The French Agency for Food, Environmental and Occupational Health & Safety (ANSES) published a review last Friday that has suggested that the World’s most used herbicide, glyphosate, could be a category 2 carcinogen, meaning that carcinogenicity in humans is suspected.
The classification of glyphosate should be rapidly reviewed by the European Chemicals Agency, ANSES said.
ANSES is particularly concerned about a co-formulant found in glyphosate preparations, tallowamine. It will conduct an immediate reassessment of the marketing authorizations for preparations combining glyphosate and tallowamine.
Following publication of the results of the assessment conducted at European level as part of the procedure to renew the approval granted to the active substance glyphosate, and the conflicting results of the International Agency for Research on Cancer (IARC) that concluded that this substance should be classified as ‘probably carcinogenic to humans’, ANSES received a formal request to investigate the hazards posed by glyphosate to human health.
In the Opinion it is publishing today, the Agency notes that in light of the limited level of evidence, it is not possible to propose a classification in Category 1A or 1B (respectively, known or presumed to be carcinogenic to humans, CLP Regulation), but that it could arguably be classified in Category 2 (substances suspected of being carcinogenic to humans, CLP). ANSES therefore believes that the classification of glyphosate should be rapidly reviewed by the European Chemicals Agency (ECHA).
Besides the active substance, the co-formulants found in glyphosate preparations, tallowamine in particular, raise concerns. The Agency is therefore launching an assessment of the risks associated with the co-formulants found in all plant protection preparations, with priority given to glyphosate-based formulations. The Agency will also conduct an immediate reassessment of the marketing authorisations for preparations combining glyphosate and tallowamine.
Glyphosate is an active substance authorised in Europe and used very widely in France as a herbicide, both by professionals (annual tonnage varying between 5157 tonnes and a little over 7421 tonnes from 2008 to 2014) and by amateur gardeners (annual tonnage varying between 1264 tonnes and 2055 tonnes from 2008 to 2014).
It is currently the subject of a European-level procedure to renew its ten-year approval as an active plant protection substance. In this framework, EFSA is coordinating the assessment of the substance, with Germany (BfR) as the rapporteur Member State. The conclusions of the BfR’s expert assessment, which will serve as the basis for the vote by the Member States on whether or not to re-approve the active substance, recommend establishing a threshold for acute toxicity, which will toughen the assessment criteria for glyphosate. They also consider that the substance is unlikely to pose a carcinogenic hazard to humans.
However, on 10 March 2015, the International Agency for Research on Cancer (IARC), part of the World Health Organization, published a report concluding that glyphosate should now be classified as ‘probably carcinogenic to humans’ (IARC Group 2A).

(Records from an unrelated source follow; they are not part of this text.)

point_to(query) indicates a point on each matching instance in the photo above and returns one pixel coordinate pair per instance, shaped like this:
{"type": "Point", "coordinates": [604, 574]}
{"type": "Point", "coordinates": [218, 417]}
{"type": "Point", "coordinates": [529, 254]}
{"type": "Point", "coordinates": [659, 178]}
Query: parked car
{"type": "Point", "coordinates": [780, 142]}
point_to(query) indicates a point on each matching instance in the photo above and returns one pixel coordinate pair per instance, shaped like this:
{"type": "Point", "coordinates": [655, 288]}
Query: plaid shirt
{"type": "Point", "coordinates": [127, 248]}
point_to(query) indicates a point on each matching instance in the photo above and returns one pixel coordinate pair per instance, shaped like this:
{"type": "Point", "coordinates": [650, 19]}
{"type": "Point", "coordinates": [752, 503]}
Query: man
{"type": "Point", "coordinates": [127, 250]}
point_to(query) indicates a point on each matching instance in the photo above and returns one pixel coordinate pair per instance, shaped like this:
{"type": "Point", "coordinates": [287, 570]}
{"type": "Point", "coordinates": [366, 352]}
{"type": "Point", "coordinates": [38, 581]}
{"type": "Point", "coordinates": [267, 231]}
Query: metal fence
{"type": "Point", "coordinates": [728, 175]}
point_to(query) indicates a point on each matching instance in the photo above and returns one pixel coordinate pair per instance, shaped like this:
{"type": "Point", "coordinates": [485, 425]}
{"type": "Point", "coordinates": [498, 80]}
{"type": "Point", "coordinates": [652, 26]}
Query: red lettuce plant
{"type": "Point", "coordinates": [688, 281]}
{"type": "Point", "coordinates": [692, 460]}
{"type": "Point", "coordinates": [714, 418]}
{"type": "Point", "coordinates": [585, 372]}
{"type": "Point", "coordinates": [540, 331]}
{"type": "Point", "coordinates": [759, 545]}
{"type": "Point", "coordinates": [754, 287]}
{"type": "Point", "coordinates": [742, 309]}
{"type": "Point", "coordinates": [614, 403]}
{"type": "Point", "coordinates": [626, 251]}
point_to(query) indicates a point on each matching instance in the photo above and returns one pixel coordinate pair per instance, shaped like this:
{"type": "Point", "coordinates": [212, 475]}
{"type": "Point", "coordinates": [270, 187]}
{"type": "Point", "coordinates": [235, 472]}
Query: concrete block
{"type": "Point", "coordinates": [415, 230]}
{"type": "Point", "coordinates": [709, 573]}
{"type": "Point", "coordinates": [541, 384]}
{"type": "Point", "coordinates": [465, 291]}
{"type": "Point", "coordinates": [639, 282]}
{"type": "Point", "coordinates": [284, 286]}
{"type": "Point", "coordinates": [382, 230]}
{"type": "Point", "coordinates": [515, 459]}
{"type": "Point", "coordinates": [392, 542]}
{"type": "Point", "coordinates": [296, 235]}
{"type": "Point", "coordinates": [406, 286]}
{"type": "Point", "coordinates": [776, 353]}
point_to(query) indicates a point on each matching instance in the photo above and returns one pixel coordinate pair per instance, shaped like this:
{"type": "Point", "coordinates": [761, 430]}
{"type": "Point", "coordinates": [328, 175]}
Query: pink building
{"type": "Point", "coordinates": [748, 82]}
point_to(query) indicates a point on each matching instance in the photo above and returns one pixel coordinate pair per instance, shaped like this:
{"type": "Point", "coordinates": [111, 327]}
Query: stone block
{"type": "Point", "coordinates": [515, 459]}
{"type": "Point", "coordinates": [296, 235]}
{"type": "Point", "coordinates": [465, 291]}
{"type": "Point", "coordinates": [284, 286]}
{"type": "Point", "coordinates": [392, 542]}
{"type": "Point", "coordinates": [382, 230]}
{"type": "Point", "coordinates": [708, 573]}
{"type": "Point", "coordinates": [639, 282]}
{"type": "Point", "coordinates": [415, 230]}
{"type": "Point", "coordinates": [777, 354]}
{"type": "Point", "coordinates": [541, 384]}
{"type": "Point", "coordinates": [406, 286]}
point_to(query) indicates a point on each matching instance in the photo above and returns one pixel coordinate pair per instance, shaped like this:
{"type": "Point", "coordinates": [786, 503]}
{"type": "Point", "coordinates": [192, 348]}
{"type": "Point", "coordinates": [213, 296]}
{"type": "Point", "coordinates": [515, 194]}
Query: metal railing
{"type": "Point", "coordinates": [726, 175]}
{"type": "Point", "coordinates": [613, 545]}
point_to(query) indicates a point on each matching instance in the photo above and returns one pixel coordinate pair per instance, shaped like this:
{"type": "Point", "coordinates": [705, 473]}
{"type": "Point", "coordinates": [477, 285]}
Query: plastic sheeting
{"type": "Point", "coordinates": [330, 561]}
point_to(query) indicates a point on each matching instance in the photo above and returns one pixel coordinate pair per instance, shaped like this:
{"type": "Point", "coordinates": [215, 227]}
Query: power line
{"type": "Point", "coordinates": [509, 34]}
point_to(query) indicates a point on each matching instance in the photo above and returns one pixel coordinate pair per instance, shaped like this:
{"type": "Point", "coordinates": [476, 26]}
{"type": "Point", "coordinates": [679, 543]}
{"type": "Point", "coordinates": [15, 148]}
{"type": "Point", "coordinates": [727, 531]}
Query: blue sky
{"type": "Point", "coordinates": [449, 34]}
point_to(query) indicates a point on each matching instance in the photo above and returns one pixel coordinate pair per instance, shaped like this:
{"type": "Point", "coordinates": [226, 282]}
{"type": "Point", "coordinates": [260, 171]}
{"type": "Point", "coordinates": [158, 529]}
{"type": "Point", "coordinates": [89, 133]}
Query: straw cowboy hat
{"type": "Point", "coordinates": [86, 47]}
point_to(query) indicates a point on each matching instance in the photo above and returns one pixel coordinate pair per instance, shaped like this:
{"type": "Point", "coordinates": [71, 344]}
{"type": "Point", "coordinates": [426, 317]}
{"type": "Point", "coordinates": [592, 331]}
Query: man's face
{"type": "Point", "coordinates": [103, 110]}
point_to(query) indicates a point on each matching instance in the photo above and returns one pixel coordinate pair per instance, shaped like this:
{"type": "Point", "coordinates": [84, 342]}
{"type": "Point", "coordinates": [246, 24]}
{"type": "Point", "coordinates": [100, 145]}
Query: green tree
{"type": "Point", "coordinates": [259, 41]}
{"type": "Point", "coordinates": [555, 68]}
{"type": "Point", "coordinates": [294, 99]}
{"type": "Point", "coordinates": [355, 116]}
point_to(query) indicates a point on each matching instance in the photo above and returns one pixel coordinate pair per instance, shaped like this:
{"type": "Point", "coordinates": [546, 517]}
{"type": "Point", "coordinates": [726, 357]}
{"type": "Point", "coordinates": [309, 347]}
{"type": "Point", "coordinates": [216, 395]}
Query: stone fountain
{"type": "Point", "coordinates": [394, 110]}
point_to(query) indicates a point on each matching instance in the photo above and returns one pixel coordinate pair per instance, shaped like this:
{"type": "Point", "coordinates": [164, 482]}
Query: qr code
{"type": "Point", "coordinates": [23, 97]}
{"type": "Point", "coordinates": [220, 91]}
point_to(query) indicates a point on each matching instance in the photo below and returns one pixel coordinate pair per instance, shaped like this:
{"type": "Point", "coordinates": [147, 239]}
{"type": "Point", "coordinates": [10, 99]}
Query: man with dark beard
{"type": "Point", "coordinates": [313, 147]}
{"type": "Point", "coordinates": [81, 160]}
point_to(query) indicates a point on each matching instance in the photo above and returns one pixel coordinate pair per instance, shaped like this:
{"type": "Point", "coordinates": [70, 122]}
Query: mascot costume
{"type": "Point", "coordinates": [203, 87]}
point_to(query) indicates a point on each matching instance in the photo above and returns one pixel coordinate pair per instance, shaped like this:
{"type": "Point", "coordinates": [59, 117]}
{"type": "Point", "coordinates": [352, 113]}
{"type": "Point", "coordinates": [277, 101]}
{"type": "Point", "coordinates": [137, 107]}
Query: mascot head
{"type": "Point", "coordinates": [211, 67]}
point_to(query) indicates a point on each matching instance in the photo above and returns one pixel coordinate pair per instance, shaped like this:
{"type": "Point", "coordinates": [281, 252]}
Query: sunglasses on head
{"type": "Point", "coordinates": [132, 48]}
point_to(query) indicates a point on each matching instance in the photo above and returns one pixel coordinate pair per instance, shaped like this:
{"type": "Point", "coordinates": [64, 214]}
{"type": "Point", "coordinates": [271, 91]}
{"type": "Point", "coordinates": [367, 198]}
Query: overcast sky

In this context, ANSES received a formal request from the Ministries of Consumer Affairs, Health, Labour, Ecology and Agriculture, as well as from the French consumer associations UFC-Que Choisir and CLCV, to assess the IARC and BfR conclusions as regards the carcinogenic properties of the substance. It was important that the Agency’s analysis should enable the French authorities to propose appropriate measures at European level when considering the draft decision to renew approval.
The Agency’s opinion
ANSES entrusted examination of this request to a group of experts specialising in toxicology, carcinogenesis, mutagenesis and epidemiology. Given the time constraints, the Working Group’s analysis relied exclusively on the European and IARC assessment reports and not on raw data.
The analysis was conducted in an attempt to explain the diverging conclusions of the BfR and EFSA with respect to those of the IARC. It found that these differences can be explained by the selection criteria for the studies used and the methodology for establishing the final level of evidence.
In conclusion, the expert group’s analysis indicates that:
- the level of evidence of carcinogenicity in animals and humans is considered relatively limited and cannot be used to propose a classification in Category 1A or 1B (respectively, known or presumed to be carcinogenic to humans) in application of the criteria of Regulation(EC) No 1272/2008 (CLP);
- in view of the limited level of evidence, the substance could arguably be classified in Category 2 (substances suspected of being carcinogenic to humans, CLP), without the Agency being in a position to take a decision in the absence of a detailed analysis of all the studies.
In light of these results, the Agency believes that the classification of glyphosate should be rapidly reviewed by the European Chemicals Agency (ECHA).
In addition, besides the active substance and given the exposure to preparations and the concerns raised about the co-formulants, the Agency is continuing its work through the establishment of a Working Group on the risks associated with the co-formulants found in all plant protection preparations, in particular for amateur use. The work will focus on glyphosate-based formulations as a matter of priority.
Furthermore, given the recent issues raised by EFSA concerning tallowamine, the Agency will conduct an immediate reassessment of the marketing authorisations for preparations combining glyphosate and tallowamine.
WHO has also reported the carcinogenic potential of glyphosate.